Introduction

Abdominoperineal resection (APR) remains a common, definitive surgical component of the primary treatment of anorectal cancer [1]. Historically, perineal and midline abdominal incisions are utilised to excise the distal colon, rectum, and anal sphincter complex, with fashioning an end colostomy. The complexity of this operation and potential for surgical complications in the post-operative period are often underestimated [1]. Intuitively, complications can occur in either the abdominal or perineal spaces.
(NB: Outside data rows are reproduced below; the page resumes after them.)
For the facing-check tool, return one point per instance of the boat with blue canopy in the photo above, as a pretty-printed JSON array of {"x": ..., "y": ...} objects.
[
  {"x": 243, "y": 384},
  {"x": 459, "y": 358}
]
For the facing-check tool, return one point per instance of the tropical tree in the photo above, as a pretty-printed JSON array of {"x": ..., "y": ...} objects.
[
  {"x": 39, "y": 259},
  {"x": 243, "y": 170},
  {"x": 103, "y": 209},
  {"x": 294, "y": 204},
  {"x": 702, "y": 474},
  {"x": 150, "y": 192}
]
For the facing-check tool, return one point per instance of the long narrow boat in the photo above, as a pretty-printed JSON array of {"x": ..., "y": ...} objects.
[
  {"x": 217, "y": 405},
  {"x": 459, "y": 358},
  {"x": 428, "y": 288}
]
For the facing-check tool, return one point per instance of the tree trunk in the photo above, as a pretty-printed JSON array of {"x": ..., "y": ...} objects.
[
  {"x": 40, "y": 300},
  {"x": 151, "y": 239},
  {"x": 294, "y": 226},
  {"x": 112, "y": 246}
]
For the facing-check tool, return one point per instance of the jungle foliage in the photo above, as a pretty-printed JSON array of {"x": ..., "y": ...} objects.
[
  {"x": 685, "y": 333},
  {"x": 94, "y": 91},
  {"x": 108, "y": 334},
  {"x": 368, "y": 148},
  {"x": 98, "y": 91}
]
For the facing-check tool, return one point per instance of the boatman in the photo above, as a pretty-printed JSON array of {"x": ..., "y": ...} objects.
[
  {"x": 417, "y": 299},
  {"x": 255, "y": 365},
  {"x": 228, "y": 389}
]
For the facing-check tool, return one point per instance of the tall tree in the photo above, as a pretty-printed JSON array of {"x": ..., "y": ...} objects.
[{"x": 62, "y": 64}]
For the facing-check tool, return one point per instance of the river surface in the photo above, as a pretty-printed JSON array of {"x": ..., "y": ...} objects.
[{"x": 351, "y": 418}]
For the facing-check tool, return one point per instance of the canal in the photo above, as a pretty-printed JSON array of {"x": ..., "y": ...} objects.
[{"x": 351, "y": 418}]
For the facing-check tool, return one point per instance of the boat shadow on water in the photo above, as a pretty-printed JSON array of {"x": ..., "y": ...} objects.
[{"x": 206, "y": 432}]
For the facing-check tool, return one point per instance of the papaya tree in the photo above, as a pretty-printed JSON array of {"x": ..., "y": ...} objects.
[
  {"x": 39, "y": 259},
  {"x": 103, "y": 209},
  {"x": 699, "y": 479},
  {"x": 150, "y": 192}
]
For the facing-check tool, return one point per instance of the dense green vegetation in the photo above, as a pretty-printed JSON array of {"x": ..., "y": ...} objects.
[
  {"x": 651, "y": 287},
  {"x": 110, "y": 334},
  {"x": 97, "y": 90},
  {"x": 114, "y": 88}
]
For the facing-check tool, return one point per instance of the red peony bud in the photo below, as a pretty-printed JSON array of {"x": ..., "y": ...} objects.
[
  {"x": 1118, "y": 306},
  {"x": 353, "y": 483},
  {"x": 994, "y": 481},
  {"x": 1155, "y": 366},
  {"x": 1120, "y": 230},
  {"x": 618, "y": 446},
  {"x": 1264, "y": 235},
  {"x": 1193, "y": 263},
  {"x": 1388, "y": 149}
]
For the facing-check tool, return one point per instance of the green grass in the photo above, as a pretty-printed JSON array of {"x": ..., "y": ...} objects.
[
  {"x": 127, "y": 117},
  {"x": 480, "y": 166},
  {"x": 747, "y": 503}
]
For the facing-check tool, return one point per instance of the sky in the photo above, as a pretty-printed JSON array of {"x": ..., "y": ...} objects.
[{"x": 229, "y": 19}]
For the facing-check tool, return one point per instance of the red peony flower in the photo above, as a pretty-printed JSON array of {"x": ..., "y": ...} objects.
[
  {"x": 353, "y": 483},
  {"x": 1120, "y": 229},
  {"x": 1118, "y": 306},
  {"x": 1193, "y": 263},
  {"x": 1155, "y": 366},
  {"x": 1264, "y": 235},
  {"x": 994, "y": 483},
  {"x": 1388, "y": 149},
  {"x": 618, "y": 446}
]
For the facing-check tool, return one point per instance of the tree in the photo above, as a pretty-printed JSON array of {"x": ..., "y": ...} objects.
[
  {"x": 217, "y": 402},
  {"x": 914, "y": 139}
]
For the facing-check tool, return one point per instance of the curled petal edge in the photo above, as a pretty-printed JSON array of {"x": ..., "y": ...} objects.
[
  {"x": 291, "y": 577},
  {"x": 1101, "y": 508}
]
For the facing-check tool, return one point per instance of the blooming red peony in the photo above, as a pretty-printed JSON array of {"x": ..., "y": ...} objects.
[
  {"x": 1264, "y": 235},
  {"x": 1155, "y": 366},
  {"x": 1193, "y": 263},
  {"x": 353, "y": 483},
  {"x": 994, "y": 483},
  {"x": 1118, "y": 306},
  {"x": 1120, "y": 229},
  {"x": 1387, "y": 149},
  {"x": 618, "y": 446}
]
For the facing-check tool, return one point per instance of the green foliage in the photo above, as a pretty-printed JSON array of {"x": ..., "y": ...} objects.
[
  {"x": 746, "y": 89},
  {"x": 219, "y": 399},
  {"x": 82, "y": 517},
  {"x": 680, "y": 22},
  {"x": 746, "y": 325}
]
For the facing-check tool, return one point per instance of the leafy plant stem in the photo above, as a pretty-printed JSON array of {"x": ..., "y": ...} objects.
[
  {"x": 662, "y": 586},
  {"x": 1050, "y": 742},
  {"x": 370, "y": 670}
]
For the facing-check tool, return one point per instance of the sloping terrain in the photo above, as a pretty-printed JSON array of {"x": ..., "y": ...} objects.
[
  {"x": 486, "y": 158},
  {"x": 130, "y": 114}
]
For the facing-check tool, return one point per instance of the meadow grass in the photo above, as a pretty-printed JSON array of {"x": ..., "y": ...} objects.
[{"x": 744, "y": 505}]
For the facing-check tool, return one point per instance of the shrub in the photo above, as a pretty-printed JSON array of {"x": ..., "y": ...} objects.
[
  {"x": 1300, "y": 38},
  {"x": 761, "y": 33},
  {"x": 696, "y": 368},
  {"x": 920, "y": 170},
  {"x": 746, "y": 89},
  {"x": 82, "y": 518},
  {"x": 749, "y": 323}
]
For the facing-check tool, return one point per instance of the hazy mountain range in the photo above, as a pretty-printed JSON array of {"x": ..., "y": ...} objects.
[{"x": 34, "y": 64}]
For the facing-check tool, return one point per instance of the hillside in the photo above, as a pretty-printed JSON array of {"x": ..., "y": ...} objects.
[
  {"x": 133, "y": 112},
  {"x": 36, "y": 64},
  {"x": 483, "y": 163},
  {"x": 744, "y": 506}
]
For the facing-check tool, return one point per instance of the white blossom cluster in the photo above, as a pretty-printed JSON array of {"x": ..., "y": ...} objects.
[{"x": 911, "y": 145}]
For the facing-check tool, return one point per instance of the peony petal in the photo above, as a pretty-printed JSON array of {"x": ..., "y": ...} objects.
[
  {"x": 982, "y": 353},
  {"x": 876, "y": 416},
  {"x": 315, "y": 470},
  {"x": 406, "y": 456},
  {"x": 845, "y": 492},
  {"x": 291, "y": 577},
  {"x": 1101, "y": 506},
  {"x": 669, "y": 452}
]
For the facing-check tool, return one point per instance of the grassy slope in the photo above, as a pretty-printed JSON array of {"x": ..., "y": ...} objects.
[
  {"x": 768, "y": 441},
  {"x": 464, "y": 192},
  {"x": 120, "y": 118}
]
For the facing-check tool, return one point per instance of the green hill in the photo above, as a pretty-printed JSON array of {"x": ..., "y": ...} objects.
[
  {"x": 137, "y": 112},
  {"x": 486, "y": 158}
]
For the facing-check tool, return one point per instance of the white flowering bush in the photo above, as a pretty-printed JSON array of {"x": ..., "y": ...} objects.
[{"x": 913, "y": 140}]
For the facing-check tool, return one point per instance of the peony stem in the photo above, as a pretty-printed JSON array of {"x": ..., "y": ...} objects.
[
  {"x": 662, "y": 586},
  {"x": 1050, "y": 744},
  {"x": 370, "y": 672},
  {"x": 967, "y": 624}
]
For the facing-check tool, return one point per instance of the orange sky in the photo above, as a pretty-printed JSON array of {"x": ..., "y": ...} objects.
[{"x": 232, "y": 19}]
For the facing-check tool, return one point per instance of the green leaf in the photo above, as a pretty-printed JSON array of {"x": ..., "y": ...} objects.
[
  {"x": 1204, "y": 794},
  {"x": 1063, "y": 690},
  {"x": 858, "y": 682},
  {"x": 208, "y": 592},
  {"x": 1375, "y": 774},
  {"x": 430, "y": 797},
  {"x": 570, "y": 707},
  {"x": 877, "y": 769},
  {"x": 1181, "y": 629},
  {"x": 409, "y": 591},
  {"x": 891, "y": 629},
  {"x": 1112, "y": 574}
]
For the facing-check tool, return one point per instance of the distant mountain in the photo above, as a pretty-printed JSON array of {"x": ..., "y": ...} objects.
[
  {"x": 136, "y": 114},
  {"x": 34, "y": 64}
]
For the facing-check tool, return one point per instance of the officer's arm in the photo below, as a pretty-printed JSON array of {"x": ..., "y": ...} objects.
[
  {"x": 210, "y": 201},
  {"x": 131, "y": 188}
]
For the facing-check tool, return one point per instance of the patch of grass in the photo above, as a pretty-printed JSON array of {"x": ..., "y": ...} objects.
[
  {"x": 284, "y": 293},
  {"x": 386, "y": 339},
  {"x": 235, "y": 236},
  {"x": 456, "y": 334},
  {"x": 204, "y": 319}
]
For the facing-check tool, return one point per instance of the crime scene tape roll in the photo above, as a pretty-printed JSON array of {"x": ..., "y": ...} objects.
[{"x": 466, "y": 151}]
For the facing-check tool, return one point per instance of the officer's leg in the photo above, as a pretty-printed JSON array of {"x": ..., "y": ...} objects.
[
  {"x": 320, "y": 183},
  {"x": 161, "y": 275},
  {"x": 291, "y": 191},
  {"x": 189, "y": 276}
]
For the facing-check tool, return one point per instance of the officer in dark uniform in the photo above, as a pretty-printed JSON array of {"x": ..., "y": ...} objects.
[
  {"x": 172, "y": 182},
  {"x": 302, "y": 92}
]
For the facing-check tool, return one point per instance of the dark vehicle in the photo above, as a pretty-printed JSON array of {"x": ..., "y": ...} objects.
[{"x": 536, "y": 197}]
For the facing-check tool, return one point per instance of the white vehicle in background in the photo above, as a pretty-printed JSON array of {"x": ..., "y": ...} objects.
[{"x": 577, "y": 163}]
Intraabdominal abscess, post-operative ileus, and mechanical obstruction are two well-recognised intra-abdominal sequalae of APR, due to empty pelvis syndrome [2]. Perineal complications are more prevalent, including poor wound healing (86%), infection (27%), wound dehiscence (22%), and/or pelvic collections (7%) [3]. Minimally invasive (laparoscopic/robotic) APR techniques are increasingly performed, with excellent outcomes [4, 5].

Although primary closure (PC) has been common practise, the associated rate of perineal wound complications ranges from 25 to 60% [6]. One of the main contributors to perineal wound complications is the large dead space (empty pelvis syndrome) in the pelvic cavity after an oncological resection [7]. Factors such as neoadjuvant therapy, smoking, and diabetes also negatively impact the wound-healing process [8].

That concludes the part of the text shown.